Ich meine das ist so n.i.o.

Nun will ich das meinem Kunden ja auch beweisen, aber da haperts, ich habe schon etliche Normen durchgesucht aber nirgends gefunden das man bei Kat. 1 Relais mit Zwangsgeführten Kontakten einsetzen muss, macht ja auch eigentlich keinen Sinn da ich ja das Relais über den Öffner garnicht überwache (Rückführkreis)

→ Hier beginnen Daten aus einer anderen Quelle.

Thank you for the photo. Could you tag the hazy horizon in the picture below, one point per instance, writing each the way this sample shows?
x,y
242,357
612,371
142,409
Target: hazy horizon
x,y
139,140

Naja ein bischen was hab ich doch gefunden, auch ein Relais kann ein bewährtes bauteil sein und für Kat.1 anwendbar sein oder liege ich verkehrt ?
Auszug
_Bewährt nur bewährt, wenn: _
_a)andere Einflüsse berücksichtigt sind, z. B. Schwingung, und _
_b)zwangsläufig erregte Funktion vorliegt und _
_c)Ausfall durch geeignete Verfahren vermieden ist, z. B. Überdimensionierung (siehe Tabelle D.2 ), und _
_d)der Strom in den Kontakten durch Sicherungen oder Schutzschalter begrenzt ist, um ein Verschweißen der Kontakte zu vermeiden und _
_e)Kontakte zwangsgeführt sind, wenn sie für Überwachungen angewendet werden. _

Wenn ich alles richtig verstehe muss mein relais nur "groß" genug sein und die Welt ist i.o.

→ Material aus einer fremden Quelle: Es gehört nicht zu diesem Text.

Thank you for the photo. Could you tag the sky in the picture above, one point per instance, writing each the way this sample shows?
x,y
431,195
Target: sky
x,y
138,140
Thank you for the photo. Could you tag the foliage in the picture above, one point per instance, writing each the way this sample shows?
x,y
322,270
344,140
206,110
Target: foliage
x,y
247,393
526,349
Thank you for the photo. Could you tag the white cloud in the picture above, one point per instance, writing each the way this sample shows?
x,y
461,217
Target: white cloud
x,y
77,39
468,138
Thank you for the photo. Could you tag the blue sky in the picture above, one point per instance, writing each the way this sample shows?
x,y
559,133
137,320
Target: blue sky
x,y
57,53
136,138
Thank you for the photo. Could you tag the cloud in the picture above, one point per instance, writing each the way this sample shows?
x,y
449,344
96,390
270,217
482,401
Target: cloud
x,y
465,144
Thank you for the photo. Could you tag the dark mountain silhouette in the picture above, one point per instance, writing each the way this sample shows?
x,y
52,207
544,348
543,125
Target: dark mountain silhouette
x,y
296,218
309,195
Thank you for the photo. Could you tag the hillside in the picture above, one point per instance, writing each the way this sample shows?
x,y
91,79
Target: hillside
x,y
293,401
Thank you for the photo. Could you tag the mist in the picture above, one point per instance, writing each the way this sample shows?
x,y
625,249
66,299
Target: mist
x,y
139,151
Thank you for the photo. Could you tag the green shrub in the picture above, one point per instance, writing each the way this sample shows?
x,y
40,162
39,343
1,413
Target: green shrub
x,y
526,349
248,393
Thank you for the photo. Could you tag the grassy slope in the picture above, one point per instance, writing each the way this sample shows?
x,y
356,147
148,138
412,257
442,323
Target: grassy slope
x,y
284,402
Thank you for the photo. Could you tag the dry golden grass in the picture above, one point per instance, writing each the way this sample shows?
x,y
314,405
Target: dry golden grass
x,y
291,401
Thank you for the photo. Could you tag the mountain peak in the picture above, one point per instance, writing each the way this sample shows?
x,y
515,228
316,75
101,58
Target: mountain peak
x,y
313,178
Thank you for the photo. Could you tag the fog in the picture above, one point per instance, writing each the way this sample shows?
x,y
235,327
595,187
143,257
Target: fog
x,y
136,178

Vielen Dank für eure Antworten


----------



## Safety (5 März 2009)

*Kat1*

Hi Gaida,
es handelt sich bei Deiner Sicherheitsfunktion um eine KAT1!
Also um eine nur sehr gering Gefährliche Maschine!
Und lese mal genau was Überdimensioniert bedeutet!
Wenn man das alles einhält ist das schon O.K. für eine KAT1!!!

Safety


----------



## Gaida (5 März 2009)

Danke für die Antwort, habe ich natürlich gelesen, bin mir nur nicht sicher ob das "z.B" als oder aufzufassen ist....

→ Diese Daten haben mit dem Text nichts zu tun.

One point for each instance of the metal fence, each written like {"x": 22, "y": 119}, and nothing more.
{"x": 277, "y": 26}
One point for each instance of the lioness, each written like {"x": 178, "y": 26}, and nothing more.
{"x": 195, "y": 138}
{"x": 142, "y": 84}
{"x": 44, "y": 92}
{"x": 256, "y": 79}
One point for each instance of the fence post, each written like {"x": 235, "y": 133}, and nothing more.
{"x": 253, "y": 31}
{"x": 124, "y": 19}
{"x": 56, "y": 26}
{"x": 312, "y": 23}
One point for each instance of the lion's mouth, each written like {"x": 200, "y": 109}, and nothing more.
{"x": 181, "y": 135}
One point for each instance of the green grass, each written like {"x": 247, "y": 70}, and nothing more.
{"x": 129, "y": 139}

_Bauteile, die in Schutzschaltkreisen angewendet werden, sollten unterlastet werden, z. B. durch: _
_–den Strom, der durch die Schaltkontakte geleitet wird, und der weniger als die Hälfte des Strom-Nennwertes betragen sollte; _
_–die Schaltfrequenz der Bauteile, die weniger als die Hälfte des Schaltfrequenz-Nennwertes betragen sollte und _
_–die Gesamtanzahl der erwarteten Schaltungen, die zehnmal kleiner ist als die Anzahl der Schaltungen, für die diese elektrische Einrichtung ausgelegt ist. _


----------



## Safety (7 März 2009)

Hi Gaida,
bei der KAT1 Architektur ist alles abhängig von einem Bauteil fällt dieses aus fällt auch die Gesamte Sicherheit aus! Deshalb müssen die verwendeten Bauteile auch sehr Betriebssicher sein. Wenn auch nur ein Punkt von der Liste nicht eingehalten wird kann das zu einem Gefährlichen Ausfall der Komponente führen und das bedeutet bei KAT1 keine Sicherheit mehr. Deshalb auch der Hinweis das man dies nur für Ungefährliche Maschinen einsetzen darf!


----------



## Gaida (8 März 2009)

Hallo safety,
danke für deine Antwort.

Mich musst du nicht überzeugen, ich tendiere ja immer dazu, "Lieber ein bischen sicherer, schadet ja nicht".

Ok, jetzt aber nochmal konkret, "ungefährliche Maschine?" wozu brauche ich bei einer ungefährlichen Maschine überhaupt einen Not-Halt, ist ja evtl. ganauso ungefährlich wie meine Waschmaschine !?

In meinem Fall handelt es sich um offene Leichtfördertechnik, mit Gurtförderern und Rollenbahn, das Transportgut hat eine Masse von 5-10KG und die Transportgeschwindigkeit liegt zwischen 10 und 20 m/min. Es sind keine Einzugsstellen vorhanden. Man könnte aber z.B. stolpern und mit seine "Gesicht" auf dem Band landen. Ist das jetzt eine ungefährliche Maschine ?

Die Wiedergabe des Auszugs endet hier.